Il est néanmoins intéressant de voir que, pour la première fois, le Président Sarkozy s’est attaché, au Maroc, à dissocier ce projet de la candidature de la Turquie. Il y a là sans doute une attitude qui vise à crédibiliser l’Union méditerranéenne, tout en cherchant à atténuer les tensions qu’elle a provoquées avec l’Union Européenne et la Turquie.

La recherche d’une option alternative à une adhésion de la Turquie reste néanmoins toujours en ligne de mire alors même que les relations franco-turques traversent une période difficile. S’ajoutant à la polémique de 2006, consécutive à la loi pénalisant « la négation du génocide perpétré contre les Arméniens en 1915», les élections présidentielles françaises ont vu triompher un candidat ouvertement hostile à l’entrée de la Turquie dans l’Union Européenne, alors même qu’en 2005, une révision de la Constitution française avait vu l’avènement d’un article 88-5, qui impose un référendum pour chaque nouvelle adhésion. Et s’il est actuellement question en France d’abroger cet article, l’UMP hésite encore et ne cache pas que ses réserves en la matière sont liées à la nécessité de maintenir à flot l’ « épouvantail turc ».

Peu réceptif à la proposition d’Union méditerranéenne, le Premier Ministre turc, Recep Tayyip Erdogan, avait déjà déclaré, en mai dernier, que « tout pays qui a commencé des négociations avec l’Union Européenne doit les poursuivre » et qu’ « il ne (pouvait) pas y avoir d’alternative à une adhésion ». Ajoutons à cela la rivalité entre la Turquie et les pays du sud méditerranéen, arabes pour la plupart, et le risque que ce nouveau projet profite surtout à l’Union Européenne, et on imagine aisément le sentiment d’humiliation que pourrait ressentir la Turquie, candidate au statut d’Etat membre à part entière, depuis 1987. Le changement de discours du Président Sarkozy, s’employant à présenter son projet dans toute son amplitude, en évitant qu’il ne soit réduit qu’à la seule nécessité de trouver une parade à la candidature turque, rappelle également que le Chef de l’Etat français avait déjà nuancé sa position cet été, en acceptant la reprise des négociations entre la Turquie et l’Union Européenne (tout en maintenant son opposition à 5 des 35 chapitres).
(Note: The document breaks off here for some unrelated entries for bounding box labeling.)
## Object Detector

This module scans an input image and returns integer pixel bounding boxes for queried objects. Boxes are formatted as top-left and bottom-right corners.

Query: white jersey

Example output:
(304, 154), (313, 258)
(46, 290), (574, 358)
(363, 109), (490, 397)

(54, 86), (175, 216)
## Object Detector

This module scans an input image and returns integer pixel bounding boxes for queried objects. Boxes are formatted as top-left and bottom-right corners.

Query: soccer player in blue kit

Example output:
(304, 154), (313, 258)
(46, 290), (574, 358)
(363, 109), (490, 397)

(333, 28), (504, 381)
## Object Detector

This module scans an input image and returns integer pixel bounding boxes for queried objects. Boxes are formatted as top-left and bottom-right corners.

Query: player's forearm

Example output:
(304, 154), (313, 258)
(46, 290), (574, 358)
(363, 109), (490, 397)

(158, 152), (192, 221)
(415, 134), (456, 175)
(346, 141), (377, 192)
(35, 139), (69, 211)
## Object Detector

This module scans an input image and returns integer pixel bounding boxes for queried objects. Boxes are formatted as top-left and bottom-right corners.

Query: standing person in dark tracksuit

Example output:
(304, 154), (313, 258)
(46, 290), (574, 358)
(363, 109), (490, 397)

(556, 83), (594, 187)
Alors, ce projet d’Union méditerranéenne a-t-il de l’avenir ou n’est-il qu’une coquille vide, permettant au Président de venir sur le devant de la scène illustrer, une fois de plus, sa célèbre stratégie de la « rupture » ? Il est difficile de répondre actuellement. Les réactions de l’Union Européenne et surtout de la Turquie se font attendre et, quoiqu’il en soit, se sont fait voler la vedette par la question kurde après les attentats du PKK. Cependant, les diplomates européens se sont déclarés sceptiques dans leur ensemble, d’une part parce qu’ils considèrent qu’une Union méditerranéenne comme alternative à l’adhésion de la Turquie serait inopportune, à l’heure où des négociations d’adhésion sont déjà engagées, d’autre part parce que le caractère vague de ce projet n’est pas sans rappeler le très décevant partenariat euro-méditerranéen, initié par la Conférence de Barcelone, en 1995. Dans le climat incertain, qui caractérise actuellement les relations entre la Turquie et l’Union Européenne, certains craignent que la proposition de partenariat privilégié de Nicolas Sarkozy finisse par convaincre d’autres États européens peu favorables à l’idée d’une adhésion turque. Car, si l’Union Européenne a salué positivement la victoire de l’AKP, en juillet dernier, les sujets de divergences entre Bruxelles et Ankara ne manquent pas, depuis qu’en 2005, la Turquie a cessé les réformes de grandes ampleurs qu’elle avait commencées à entreprendre antérieurement. Pourtant, le fait que le dernier rapport européen d’évaluation de la candidature turque ménage Ankara dans un contexte actuellement tendu, montre bien que, pour Bruxelles et jusqu’à nouvel ordre, la candidature à une adhésion pleine et entière de ce pays reste d’actualité, au moins à moyen ou long terme.